Inhibition of cPLA2α expression had no effect on PAO1-induced PMN transepithelial migration or PAO1-induced secretion of lipid-based PMN chemoattractants. A: A549 monolayers transfected with vector containing irrelevant sequences (control) or with vector containing sequence specifically inhibitory towards cPLA2α (ΔcPLA2α) demonstrated no significant difference when comparing quantity of PMNs migrating across. B: lipids extracted from the supernatants of A549 cells with PAO1 infection (□) possessed significantly more PMN chemoactivity than A549 cell supernatants in the absence of infection (■). C: lipids extracted from the supernatants of PAO1-infected A549 cells transfected with vector containing irrelevant sequences (■) possessed an equivalent amount of PMN chemoactivity when compared with PAO1-infected A549 cells transfected with vector containing sequence specifically inhibitory towards cPLA2α (□). *P < 0.05, statistically significant increase compared with HBSS control using the Student's t-test. Each data point represents an average of at least 3 separate wells. Each above experiment was performed on at least 3 separate occasions yielding similar results.

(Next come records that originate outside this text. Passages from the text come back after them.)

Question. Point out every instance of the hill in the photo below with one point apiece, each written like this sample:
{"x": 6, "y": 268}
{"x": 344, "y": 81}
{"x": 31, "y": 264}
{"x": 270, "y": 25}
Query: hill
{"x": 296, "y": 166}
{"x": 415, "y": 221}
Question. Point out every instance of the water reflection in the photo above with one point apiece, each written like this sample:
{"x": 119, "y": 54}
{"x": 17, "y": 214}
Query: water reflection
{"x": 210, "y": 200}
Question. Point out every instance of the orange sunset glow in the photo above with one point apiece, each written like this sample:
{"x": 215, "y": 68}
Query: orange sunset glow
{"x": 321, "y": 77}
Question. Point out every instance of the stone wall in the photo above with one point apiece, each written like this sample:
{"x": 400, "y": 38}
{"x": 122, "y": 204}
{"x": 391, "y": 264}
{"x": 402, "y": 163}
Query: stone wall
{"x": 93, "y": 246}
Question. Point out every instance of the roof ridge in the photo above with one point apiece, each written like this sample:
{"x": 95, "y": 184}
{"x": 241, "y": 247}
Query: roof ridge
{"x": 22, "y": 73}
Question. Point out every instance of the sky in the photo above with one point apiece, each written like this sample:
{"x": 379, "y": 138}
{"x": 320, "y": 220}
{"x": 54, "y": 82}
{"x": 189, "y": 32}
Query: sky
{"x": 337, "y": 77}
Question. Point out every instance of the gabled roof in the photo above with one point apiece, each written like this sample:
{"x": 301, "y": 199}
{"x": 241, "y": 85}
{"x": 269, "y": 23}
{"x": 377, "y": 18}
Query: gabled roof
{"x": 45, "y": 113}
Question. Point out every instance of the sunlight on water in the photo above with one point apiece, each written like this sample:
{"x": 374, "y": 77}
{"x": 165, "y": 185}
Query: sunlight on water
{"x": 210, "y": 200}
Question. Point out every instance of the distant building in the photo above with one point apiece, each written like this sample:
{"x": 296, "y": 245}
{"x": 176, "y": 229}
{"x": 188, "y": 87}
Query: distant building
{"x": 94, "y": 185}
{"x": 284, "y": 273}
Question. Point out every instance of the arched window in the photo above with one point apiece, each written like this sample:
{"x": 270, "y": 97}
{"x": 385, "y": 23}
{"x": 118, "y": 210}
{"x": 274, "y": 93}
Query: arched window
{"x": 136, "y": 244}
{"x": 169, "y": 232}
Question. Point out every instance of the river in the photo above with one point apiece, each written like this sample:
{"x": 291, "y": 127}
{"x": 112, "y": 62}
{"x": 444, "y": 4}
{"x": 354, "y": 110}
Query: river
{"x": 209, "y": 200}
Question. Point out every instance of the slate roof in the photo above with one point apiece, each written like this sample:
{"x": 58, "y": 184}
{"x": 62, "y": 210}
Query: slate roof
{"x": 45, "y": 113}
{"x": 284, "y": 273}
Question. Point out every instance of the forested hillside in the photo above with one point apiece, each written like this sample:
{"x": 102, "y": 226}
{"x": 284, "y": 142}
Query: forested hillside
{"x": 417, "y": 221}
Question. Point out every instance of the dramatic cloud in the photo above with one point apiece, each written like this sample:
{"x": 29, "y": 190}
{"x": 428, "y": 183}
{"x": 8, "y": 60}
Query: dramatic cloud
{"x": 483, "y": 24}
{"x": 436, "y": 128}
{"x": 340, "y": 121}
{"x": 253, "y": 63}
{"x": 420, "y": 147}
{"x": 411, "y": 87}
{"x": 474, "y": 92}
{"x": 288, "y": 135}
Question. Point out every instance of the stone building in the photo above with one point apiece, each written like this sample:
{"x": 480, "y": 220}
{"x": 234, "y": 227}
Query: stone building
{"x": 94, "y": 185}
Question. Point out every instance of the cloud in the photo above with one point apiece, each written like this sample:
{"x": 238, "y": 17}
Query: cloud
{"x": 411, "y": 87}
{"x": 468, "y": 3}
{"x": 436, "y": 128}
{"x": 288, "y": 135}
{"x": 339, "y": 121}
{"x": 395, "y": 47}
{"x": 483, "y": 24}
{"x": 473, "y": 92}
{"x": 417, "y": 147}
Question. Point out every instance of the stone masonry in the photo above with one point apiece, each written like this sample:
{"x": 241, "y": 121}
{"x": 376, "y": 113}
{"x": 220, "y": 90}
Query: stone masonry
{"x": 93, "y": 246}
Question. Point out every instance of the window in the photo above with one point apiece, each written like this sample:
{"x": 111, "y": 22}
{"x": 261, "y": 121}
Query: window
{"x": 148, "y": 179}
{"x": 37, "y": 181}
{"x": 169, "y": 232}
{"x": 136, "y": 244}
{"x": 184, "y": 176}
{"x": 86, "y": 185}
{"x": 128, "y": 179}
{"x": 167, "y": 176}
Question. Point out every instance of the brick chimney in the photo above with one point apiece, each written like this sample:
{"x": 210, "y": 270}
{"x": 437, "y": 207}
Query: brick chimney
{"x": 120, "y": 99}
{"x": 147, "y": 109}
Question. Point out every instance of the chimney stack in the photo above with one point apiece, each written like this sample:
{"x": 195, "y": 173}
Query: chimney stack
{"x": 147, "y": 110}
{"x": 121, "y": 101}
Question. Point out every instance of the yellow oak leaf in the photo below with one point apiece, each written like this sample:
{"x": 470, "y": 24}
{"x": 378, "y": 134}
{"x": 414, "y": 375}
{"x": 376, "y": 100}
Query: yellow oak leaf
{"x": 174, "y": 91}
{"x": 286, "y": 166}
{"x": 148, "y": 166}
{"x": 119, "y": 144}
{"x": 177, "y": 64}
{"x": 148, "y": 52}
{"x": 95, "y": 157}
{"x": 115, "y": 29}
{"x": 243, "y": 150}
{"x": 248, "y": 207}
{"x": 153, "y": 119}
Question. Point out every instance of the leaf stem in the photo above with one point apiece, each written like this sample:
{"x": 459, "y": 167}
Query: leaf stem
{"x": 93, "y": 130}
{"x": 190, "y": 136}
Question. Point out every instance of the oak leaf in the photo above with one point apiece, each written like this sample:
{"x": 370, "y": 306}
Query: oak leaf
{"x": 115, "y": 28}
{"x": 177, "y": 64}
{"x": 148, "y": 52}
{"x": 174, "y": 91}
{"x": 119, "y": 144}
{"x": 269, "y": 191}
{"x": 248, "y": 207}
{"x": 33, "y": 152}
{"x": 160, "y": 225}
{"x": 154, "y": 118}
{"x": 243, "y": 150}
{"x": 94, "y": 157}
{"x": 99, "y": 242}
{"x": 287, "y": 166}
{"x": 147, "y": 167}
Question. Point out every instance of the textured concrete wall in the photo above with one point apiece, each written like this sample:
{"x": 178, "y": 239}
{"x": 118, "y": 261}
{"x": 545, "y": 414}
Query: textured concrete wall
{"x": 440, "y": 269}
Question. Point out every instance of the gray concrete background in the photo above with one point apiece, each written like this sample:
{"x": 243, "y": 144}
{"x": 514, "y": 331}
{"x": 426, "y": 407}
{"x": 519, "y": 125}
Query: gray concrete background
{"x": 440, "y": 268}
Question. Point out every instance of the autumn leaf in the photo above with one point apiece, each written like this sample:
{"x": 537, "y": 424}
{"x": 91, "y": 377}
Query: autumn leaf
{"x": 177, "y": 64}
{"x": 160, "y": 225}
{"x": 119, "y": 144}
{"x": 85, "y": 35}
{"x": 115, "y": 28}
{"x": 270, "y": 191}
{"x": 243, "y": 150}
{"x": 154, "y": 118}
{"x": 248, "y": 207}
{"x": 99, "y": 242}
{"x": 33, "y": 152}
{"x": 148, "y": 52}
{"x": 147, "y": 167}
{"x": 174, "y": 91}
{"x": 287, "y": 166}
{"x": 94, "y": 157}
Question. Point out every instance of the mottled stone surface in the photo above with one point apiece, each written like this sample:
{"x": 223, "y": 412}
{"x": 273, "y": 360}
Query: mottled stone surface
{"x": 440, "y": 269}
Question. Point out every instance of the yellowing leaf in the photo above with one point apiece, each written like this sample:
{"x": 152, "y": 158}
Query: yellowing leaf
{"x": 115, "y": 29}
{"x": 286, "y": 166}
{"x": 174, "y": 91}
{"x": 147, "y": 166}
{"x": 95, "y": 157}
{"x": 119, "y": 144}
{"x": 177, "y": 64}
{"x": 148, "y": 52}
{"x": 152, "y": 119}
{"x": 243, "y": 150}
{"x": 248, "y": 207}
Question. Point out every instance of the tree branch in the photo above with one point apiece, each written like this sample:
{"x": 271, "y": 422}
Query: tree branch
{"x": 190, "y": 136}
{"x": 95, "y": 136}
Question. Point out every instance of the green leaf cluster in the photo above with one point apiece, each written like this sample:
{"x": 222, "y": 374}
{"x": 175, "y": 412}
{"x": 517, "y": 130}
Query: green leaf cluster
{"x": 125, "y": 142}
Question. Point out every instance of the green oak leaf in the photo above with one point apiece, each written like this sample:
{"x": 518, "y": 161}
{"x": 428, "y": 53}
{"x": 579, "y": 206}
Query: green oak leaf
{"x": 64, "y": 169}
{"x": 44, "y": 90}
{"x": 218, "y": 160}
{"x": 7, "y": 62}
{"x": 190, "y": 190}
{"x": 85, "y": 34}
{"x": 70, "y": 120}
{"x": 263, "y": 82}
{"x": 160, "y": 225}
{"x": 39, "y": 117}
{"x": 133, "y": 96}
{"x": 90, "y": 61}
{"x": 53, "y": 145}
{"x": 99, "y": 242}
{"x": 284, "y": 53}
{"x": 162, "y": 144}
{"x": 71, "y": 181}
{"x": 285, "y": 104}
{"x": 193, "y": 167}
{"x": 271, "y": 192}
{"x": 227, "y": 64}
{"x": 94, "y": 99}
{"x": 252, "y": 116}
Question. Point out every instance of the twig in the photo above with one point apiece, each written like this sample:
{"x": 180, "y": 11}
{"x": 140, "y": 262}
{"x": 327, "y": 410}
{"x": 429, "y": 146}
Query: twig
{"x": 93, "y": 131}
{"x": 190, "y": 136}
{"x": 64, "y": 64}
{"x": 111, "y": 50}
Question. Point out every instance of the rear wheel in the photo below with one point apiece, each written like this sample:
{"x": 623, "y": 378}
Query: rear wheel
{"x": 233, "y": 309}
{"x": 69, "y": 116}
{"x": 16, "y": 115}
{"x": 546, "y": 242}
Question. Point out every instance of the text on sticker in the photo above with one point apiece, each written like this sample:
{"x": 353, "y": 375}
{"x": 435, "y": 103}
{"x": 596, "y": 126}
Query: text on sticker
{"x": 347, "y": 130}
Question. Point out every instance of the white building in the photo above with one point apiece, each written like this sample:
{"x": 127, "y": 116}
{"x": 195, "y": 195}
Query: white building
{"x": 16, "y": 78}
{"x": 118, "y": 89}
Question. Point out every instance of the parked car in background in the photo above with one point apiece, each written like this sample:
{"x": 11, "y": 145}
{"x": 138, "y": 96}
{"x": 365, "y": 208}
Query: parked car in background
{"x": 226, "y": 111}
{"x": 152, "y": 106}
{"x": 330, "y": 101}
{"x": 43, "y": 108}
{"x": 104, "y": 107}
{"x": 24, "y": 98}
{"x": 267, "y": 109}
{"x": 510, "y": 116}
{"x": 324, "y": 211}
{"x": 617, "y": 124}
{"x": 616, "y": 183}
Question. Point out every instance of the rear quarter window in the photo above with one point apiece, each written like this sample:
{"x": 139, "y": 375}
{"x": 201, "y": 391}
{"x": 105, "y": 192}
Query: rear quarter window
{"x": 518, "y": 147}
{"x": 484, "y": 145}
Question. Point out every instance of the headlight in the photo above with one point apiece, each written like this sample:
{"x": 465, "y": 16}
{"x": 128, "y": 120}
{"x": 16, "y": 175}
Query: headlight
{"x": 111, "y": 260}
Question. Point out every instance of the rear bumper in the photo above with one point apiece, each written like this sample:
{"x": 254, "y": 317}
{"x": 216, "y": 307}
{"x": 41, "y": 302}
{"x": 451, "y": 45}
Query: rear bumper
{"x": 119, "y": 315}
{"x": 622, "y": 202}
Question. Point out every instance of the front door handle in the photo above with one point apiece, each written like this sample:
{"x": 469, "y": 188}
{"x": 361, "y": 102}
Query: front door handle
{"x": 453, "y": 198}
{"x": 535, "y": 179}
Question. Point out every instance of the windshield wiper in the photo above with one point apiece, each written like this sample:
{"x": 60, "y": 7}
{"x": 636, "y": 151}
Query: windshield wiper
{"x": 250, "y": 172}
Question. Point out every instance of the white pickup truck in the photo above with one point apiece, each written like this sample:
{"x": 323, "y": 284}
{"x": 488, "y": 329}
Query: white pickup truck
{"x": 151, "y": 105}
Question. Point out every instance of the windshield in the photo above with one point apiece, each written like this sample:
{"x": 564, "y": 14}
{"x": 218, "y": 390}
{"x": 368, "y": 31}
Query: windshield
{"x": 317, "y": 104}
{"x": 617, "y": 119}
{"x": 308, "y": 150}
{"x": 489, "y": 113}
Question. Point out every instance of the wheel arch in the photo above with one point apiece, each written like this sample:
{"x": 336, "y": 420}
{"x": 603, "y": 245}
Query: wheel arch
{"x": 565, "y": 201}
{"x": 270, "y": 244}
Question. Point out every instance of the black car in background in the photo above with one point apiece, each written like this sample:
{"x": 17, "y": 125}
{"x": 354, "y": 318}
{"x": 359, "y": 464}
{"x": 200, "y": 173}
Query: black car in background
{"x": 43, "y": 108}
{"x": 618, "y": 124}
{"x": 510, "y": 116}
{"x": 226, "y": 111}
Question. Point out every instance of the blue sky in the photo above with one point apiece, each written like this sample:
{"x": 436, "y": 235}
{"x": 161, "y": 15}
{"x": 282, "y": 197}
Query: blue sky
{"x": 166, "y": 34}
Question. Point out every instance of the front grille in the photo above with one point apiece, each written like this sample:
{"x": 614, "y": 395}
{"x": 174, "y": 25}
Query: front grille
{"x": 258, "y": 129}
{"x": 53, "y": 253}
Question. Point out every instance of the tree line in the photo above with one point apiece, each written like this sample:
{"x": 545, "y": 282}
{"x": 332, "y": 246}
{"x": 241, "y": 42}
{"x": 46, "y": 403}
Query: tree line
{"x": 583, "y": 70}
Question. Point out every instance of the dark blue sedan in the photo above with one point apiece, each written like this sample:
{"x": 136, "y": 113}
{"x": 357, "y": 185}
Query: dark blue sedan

Neither the cPLA2α-isoform-specific inhibitor, nor the A549-transfected cell line with reduced cPLA2α expression, displayed any effects on PAO1-induced PMN transepithelial migration, suggesting that the cPLA2α isoform is dispensable for PAO1-induced generation of HXA3. We therefore investigated whether there were any quantitative differences in the amount of lipid-based PMN chemoactivity produced by PAO1-infected A549-transfected control epithelial cells vs. PAO1-infected A549-transfected cells with reduced cPLA2α expression. The amount of PMN chemoattractant activity produced in response to PAO1 infection was in fact strikingly similar between the transfected A549 cells, indicating that cPLA2α has no impact on the amount of lipid-based chemoattractant that is produced by PAO1-infected A549 cells (Fig. 5C). Thus, although PLA2 activity is required for synthesis of HXA3 and subsequent facilitation of PMN transmigration, evidence strongly suggests that PLA2 isoform(s) distinct from cPLA2α are responsible for the generation of HXA3. Despite this finding with regard to HXA3 synthesis, it remains clear that cPLA2α is required for the synthesis of PGE2.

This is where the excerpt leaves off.